69;"Kraliçe Elizabeth"

1.7K 188 31
                                    

Galiba artık kitabım sizi sarmıyor? Çünkü eski okuyan kişiler artık yok ve çok az yorum yapılıyor buda beni çok üzüyor gerçekten, emek için bari bir oy ve yorum yapın!

Neyse bölüme geçelim!

_________________

Kampüste çimenlik alanda, kızlar ile oturmuştuk, Melis yeni tesettüre girdiği için biraz utanıyordu. İki de bir bize; "kimse bana bakmıyor dimi" deyip duruyordu. Bende ilk taktığımda herkesin bana baktığını düşünüyordum, ama bu sadece bizim kuruntumuz oluyordu.

"Sakin ol Melis kimse sana bakmıyor sen öyle sanıyorsun." Kafa sallayarak kahvesini içti. Ama hâlâ biraz rahatsız olduğu kesindi. Manolya hâlâ gelmemişti. Mesaj atmıştım ama ona da cevap veren olmamıştı.

"Selam girls!" Diyen Cihan ile kafalar ona döndü. Kızlara 'süper proje arkadaşımdan' bahsetmiştim. O yüzden kimse ona 'sen kimsin lo' bakışı atmadı.

"Gel otur baş belası" dedim gülümseyerek. Yanıma geçince Mısra ona gülümseyerek baktı. "Ya harbi arada bize Can'ı hatırlatıyorsun." Evet çokça hatırlatıyordu.

"Merak ettim ben bu Can'ı bir gün görebilme şansım varmı?" Aksine belki hepimizin de böyle bir şansı olurdu.

"Can ile konuşurum ve zorla buraya getiririm. Hakikatten Can nerede üniversite okuyor?" Can'ın nerede okuduğunu bilmiyordum mallesef.

"Ben Antalya diye biliyorum. Hatta ailesi de oraya taşınmış olabilir." Dediğinde üzüldüm. Çok vasıfsız arkadaşlarız kankam taşınmış ve ben bunu yeni Mısra'dan öğreniyordum.

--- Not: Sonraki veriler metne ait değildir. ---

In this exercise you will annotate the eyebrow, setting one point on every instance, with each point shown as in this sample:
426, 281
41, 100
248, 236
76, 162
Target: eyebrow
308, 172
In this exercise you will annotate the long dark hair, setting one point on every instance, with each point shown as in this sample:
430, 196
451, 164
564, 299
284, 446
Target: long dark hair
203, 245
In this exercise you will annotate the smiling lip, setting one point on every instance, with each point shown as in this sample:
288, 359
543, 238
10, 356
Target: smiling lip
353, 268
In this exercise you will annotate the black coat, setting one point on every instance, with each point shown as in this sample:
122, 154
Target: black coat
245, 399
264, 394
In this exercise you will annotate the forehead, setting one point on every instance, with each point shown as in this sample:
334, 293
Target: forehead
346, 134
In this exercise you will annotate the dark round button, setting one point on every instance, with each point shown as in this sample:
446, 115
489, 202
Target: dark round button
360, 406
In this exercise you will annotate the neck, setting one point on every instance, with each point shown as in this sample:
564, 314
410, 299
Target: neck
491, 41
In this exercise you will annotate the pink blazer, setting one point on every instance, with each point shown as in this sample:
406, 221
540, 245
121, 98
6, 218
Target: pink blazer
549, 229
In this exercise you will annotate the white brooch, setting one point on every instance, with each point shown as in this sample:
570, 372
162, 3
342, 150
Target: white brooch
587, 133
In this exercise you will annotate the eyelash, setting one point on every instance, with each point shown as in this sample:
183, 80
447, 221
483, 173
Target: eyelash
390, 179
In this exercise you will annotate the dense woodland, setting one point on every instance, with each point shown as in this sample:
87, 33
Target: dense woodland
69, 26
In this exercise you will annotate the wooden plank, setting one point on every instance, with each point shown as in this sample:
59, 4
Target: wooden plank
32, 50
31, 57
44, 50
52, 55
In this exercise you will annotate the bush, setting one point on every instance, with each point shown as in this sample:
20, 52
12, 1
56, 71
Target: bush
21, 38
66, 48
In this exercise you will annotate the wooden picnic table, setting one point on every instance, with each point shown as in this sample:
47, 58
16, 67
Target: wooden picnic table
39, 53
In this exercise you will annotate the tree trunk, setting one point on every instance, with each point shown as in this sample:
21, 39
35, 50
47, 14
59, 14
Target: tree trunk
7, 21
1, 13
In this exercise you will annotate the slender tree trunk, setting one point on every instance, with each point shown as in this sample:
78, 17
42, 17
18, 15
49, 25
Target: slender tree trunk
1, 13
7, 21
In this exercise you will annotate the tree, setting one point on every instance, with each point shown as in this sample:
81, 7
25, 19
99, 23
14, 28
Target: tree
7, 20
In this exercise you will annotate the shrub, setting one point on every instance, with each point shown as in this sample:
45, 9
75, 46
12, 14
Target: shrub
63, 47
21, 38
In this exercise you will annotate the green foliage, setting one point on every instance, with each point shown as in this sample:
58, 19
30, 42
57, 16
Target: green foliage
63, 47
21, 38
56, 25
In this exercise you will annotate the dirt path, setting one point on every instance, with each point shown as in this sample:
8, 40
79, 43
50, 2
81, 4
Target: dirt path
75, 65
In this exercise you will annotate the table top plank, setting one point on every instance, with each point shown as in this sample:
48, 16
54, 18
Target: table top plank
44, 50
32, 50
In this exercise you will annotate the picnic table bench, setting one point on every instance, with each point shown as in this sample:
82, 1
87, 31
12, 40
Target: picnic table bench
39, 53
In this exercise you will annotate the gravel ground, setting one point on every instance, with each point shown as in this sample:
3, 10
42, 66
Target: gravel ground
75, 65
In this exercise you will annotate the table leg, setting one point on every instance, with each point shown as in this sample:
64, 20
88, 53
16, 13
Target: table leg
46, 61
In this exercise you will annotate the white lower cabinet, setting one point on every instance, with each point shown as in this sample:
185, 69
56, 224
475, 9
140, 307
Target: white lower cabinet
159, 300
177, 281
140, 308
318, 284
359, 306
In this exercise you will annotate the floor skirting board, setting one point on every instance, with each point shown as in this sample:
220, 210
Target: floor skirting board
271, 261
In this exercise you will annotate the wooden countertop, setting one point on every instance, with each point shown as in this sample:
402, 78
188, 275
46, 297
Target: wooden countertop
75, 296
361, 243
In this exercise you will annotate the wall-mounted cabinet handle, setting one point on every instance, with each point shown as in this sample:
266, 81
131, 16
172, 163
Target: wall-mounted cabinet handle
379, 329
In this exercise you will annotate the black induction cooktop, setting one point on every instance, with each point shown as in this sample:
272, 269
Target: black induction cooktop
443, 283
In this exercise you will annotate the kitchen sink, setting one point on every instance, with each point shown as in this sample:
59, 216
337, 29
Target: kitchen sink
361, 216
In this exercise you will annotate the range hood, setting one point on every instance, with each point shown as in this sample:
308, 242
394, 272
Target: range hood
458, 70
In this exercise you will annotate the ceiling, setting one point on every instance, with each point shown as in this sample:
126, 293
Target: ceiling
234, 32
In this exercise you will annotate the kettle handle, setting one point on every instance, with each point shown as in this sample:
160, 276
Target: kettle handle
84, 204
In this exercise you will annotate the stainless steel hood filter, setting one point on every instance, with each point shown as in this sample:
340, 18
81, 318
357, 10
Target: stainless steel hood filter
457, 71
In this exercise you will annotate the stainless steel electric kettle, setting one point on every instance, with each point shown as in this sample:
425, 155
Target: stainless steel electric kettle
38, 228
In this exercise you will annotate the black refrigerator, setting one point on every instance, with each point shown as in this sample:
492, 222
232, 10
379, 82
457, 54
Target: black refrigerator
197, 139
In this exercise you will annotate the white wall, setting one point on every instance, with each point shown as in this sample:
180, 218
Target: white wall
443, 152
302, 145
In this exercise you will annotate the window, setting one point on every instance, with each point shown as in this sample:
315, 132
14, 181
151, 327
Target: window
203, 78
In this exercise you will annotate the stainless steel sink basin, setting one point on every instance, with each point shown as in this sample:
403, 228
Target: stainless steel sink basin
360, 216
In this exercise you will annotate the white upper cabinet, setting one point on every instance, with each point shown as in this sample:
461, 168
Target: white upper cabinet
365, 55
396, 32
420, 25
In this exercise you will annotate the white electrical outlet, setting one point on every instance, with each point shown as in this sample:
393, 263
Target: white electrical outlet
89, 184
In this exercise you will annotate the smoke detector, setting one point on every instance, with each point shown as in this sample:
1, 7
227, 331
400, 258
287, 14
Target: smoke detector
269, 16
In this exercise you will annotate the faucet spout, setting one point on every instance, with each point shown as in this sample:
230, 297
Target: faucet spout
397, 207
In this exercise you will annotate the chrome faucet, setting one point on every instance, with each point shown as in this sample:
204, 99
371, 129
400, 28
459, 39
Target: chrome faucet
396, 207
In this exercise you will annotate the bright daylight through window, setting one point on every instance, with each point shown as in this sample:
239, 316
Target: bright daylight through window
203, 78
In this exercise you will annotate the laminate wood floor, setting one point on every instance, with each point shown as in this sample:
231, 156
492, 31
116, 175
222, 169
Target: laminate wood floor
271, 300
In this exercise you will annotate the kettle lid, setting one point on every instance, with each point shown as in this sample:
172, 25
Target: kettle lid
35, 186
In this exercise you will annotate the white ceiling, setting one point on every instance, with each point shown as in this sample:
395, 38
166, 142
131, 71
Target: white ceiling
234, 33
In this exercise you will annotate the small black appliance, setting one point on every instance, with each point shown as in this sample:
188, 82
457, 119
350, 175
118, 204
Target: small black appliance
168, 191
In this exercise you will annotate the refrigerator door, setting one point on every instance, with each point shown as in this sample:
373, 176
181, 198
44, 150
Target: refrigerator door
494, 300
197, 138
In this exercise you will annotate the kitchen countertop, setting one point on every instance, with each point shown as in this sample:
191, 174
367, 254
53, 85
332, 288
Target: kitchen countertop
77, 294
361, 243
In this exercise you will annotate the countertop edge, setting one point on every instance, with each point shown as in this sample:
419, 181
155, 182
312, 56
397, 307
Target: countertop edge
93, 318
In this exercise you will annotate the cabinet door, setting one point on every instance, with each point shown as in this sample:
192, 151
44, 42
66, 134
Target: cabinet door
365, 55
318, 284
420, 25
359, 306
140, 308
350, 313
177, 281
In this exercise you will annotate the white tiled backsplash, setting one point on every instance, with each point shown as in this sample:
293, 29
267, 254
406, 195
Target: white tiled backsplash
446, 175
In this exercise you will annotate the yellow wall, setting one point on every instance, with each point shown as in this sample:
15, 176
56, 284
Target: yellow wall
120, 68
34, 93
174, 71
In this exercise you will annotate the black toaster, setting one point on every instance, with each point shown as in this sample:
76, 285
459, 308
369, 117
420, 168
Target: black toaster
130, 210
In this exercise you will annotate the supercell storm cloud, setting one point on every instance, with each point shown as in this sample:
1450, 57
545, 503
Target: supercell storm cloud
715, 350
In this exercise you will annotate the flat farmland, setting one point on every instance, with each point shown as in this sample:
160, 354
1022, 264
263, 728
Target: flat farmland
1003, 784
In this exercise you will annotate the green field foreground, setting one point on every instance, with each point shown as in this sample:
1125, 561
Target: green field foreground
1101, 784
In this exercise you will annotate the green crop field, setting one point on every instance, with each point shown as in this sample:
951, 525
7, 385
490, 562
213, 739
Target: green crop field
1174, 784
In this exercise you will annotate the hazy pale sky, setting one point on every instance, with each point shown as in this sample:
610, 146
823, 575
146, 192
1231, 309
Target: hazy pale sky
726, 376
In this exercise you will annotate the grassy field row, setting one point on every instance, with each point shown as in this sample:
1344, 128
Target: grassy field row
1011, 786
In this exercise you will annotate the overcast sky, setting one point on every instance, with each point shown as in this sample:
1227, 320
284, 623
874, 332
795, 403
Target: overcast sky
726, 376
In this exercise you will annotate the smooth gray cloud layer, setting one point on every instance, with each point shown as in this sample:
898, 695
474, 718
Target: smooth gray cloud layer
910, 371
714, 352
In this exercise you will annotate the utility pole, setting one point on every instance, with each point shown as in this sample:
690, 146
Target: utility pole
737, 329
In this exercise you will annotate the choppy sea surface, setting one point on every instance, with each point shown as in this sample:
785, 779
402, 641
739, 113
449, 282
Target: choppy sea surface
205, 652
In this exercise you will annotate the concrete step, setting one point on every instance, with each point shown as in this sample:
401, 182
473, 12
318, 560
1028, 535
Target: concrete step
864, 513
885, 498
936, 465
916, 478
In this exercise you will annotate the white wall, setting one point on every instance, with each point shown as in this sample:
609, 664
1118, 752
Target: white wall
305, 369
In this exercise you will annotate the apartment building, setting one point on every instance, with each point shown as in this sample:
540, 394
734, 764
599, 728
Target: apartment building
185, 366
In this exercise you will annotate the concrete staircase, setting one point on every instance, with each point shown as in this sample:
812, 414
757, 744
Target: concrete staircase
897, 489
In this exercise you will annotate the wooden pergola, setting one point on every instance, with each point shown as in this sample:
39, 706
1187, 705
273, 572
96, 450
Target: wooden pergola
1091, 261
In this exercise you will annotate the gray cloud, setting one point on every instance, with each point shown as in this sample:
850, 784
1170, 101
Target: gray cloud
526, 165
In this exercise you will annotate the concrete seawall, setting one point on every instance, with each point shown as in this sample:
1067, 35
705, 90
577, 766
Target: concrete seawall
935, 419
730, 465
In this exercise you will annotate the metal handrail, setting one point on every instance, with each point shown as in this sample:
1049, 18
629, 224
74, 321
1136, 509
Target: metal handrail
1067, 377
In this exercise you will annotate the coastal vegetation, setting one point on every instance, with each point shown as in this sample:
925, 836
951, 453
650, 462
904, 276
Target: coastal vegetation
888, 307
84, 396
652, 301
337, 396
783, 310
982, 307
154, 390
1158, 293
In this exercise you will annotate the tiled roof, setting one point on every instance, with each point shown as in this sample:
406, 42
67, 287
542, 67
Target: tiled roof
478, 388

Gerçi çocuğun nerede okuduğunu bile bilmiyordum.

"Sen nereden öğrendin?"

"Okulda halletmem gereken şeyler vardı gittiğim de konuşan kızlara kulak misafiri olunca öğrendim." Hmm, evet kesinlikle bir gün Can ile buluşurduk hep birlikte.

***
Amfiye girdiğimde, masaya kafasını koymuş olan Manolya ile hızlıca yanına oturdum. "Manolya!" Onu yavaşça dürtünce tepki vermedi. İkinci kez daha hızlı dürttüm. "Manolya!" 'Hı' diye bir tepkiyle başını masadan kaldırdı. Berbat görünüyordu, her zaman düzgün olan mavi saçları dağılmış, gözlerinin altında hafif morluklar oluşmuştu.

"Ne bu hâl?" Dedim dehşetle.

"Biraz... üşüttüm sanırım." Zar zor kelimeler ağzından çıkıyor kızın biraz üşüttüm diyor.

"Salak mısın Manolya? bir ölmediğin kalmış!" Bu halde okula gelmesine ne demeli peki.

"Neden geldin? dinlenseydin evde." Zar zor öksürüp bayık bakışlarını bana çevirdi.

"Teslim etmem gereken bir projem var ve bugün son, hocayı... Öksürüp tekrar devam etti. " Biliyorsun dersten bırakıyor hemen." Haklıydı hoca biraz arızalıydı.

"Ödevi verdin mi?"

"Çantamda birazdan götüreceği-" devamı gelmeden içeri neşeyle cıvıldayan Cihan girmişti.

"Mahur, dostum!" Manolya'yı görünce önce yüzündeki ifade değişmiş sonrada gülüşü solmuştu. Koşar adım gelip beni itekleyerek Manolya'nın karşısına geçti. Manolya şaşkın ördek misali ona bakıyordu ama benimde ondan aşağı kalır yanım yoktu.

"Ne oldu sana böyle?" Cihan ciddi olunca biraz korkunç oluyordu mallesef.

Manolya üstündeki şaşkınlığı atmış olmalı ki, buruk bir tebessüm oluştu yüzünde. "Konuşsana kızım!" Olaya hemen el attım. Bu Cihan da az değil ha!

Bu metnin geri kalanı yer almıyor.